Google+ chief: “I don’t think we’ve hit hyper growth yet”

“Growth continues” at Google+, up from the 170m users announced during the last earnings call, Bradley Horowitz, Google’s vice president for product management, said at London’s Le Web event on Tuesday.

But he acknowledged that Google’s social network still had some way to go.

“I don’t think we’ve hit that hyper growth phase,” he said, while pointing out that Google+ had still managed to reach the scale it had faster than many social networks.

“While I’m stunned at the growth… I do think our best days are ahead of us. A lot of the things I know we are yet to launch will make dramatic difference in usage.”
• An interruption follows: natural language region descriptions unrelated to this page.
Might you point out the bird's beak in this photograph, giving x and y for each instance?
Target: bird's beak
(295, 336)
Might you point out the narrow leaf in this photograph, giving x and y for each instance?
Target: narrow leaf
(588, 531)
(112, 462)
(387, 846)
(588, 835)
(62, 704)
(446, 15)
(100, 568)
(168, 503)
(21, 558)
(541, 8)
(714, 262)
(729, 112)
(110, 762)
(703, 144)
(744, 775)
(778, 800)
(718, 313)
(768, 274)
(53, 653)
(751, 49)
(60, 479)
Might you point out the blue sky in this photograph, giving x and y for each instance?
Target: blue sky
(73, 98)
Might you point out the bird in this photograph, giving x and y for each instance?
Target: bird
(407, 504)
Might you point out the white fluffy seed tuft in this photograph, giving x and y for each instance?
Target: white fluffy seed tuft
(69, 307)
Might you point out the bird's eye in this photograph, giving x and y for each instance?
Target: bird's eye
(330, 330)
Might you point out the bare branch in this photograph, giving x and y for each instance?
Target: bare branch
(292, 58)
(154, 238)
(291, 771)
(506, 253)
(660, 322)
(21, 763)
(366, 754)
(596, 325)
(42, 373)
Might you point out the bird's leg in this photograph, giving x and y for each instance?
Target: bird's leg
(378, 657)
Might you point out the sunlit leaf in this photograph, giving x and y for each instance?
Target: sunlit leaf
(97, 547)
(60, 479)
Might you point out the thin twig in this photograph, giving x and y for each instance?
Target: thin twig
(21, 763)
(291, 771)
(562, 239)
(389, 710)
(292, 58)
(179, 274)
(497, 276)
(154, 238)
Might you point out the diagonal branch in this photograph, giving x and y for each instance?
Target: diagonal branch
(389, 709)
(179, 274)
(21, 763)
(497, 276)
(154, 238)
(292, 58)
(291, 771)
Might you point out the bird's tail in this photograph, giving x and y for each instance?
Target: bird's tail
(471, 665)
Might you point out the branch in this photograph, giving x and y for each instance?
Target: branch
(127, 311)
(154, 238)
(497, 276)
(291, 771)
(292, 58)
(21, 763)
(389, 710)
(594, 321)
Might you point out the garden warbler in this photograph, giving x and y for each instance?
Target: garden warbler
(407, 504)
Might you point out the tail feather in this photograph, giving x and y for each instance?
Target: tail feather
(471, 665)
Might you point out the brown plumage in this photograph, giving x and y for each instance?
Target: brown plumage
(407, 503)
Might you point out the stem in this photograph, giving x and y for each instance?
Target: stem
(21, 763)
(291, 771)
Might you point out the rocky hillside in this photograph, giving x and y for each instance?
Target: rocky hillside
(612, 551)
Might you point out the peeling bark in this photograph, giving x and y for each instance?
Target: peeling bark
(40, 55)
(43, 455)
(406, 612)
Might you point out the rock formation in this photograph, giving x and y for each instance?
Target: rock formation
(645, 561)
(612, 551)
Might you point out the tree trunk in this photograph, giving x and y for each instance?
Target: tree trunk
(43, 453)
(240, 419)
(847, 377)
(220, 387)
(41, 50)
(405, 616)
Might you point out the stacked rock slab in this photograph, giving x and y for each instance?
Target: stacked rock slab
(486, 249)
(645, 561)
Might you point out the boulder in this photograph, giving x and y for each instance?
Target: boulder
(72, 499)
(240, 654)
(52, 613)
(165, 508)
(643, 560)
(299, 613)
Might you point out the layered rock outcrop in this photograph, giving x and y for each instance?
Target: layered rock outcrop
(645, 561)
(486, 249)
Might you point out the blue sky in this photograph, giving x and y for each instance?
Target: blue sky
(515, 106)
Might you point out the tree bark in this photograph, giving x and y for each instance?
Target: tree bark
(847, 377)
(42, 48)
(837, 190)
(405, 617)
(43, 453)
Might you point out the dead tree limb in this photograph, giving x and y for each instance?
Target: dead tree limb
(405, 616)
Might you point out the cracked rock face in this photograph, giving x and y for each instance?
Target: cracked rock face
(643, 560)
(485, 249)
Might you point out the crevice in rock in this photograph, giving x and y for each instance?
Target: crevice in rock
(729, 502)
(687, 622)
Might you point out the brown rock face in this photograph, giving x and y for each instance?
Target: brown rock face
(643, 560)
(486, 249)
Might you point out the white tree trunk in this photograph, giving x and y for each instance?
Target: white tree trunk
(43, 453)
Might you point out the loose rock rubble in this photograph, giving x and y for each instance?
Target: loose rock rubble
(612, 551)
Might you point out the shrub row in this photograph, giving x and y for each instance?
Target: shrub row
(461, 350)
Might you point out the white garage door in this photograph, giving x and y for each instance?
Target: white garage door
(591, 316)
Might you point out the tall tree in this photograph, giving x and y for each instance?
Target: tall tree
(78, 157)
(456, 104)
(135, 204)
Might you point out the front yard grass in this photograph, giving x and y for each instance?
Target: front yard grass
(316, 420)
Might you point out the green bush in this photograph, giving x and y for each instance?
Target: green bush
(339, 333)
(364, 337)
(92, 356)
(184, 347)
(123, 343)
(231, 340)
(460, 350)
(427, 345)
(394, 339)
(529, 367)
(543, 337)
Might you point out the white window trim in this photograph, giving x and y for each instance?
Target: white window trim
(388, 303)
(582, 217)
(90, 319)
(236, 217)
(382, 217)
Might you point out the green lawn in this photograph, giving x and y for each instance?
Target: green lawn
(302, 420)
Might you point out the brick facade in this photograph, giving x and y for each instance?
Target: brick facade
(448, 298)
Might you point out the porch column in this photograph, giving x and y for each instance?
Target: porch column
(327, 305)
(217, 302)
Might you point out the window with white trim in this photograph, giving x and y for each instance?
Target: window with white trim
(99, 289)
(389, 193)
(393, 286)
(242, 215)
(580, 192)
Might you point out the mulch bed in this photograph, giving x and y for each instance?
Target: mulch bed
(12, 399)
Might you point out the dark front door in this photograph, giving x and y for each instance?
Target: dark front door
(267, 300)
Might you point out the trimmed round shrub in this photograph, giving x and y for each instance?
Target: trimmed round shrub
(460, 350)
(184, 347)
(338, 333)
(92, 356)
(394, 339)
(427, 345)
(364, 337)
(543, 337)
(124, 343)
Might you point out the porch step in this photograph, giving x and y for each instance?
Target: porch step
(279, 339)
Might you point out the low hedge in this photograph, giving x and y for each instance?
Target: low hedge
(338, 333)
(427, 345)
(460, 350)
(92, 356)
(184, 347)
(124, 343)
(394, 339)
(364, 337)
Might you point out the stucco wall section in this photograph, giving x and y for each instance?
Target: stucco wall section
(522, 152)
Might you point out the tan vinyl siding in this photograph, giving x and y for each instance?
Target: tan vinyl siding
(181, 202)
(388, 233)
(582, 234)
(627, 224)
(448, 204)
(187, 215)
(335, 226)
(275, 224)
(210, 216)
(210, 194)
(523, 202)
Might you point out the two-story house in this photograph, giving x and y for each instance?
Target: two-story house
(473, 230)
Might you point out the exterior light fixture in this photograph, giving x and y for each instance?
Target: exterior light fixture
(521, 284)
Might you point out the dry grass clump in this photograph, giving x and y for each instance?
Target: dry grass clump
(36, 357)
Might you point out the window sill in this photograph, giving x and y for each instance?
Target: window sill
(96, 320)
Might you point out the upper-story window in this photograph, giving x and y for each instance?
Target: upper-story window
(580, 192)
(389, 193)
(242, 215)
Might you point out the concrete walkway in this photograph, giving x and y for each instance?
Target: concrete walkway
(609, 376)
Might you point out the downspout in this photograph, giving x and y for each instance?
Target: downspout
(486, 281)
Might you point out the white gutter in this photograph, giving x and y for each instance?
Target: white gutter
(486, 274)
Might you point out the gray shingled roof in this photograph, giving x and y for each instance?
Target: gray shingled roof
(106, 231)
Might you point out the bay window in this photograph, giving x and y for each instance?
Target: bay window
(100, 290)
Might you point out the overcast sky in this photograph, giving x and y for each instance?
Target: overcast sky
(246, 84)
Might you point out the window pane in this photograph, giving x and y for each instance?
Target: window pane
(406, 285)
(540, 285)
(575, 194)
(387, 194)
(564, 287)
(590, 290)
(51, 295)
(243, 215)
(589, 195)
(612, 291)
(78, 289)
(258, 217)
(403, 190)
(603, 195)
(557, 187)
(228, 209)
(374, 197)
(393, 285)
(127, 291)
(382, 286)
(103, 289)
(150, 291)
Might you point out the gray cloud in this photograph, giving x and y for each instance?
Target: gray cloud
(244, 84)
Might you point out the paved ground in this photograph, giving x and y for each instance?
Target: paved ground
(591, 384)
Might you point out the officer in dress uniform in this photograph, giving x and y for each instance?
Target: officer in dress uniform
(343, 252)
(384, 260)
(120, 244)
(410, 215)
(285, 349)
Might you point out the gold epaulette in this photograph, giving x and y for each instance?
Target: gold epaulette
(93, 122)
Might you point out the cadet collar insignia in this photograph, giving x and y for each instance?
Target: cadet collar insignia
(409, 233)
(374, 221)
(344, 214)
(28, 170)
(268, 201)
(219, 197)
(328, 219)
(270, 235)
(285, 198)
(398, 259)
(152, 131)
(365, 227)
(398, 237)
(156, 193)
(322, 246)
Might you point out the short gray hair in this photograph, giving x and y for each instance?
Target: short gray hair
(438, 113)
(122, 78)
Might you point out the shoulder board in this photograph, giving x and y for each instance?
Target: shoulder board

Google said in April that 100m of those 170m users logged in during the last month but Mr Horowitz gave little further information about how active its users really are today.

Although he didn’t make any major announcements ahead of next week’s Google I/O developer event in San Francisco, Mr Horowitz said that the recently released mobile apps indicated Google+’s direction of travel.

“These are much more graphical and emotionally resonant,” he said, adding with a sly swipe at Facebook’s much-discussed travails in mobile revenue: “For us mobile usage is not a problem – it doesn’t impact our business model. It’s actually a good thing for us.”

That may be true for Google+, which doesn’t generate any revenue directly, although the company’s search business is suffering from the same ad price deflation that Facebook is seeing from the shift to the small screen.

But Android offers opportunities for Google to use the information you share on G+, for example priotising calls when a mobile is in silent mode.

“My phone should understand the relationship I have with my wife and put the call through,” Mr Horowitz said.

Developers in the Le Web audience were keen for news on the Google+ API but this is still being opened up very gradually, with Flipboard the latest app to be authorised by Mountain View.

“We wanted to make sure the experience was good for all parties,” he said, with greater openness coming “when we know we can do it in a way that is good for users and safe”.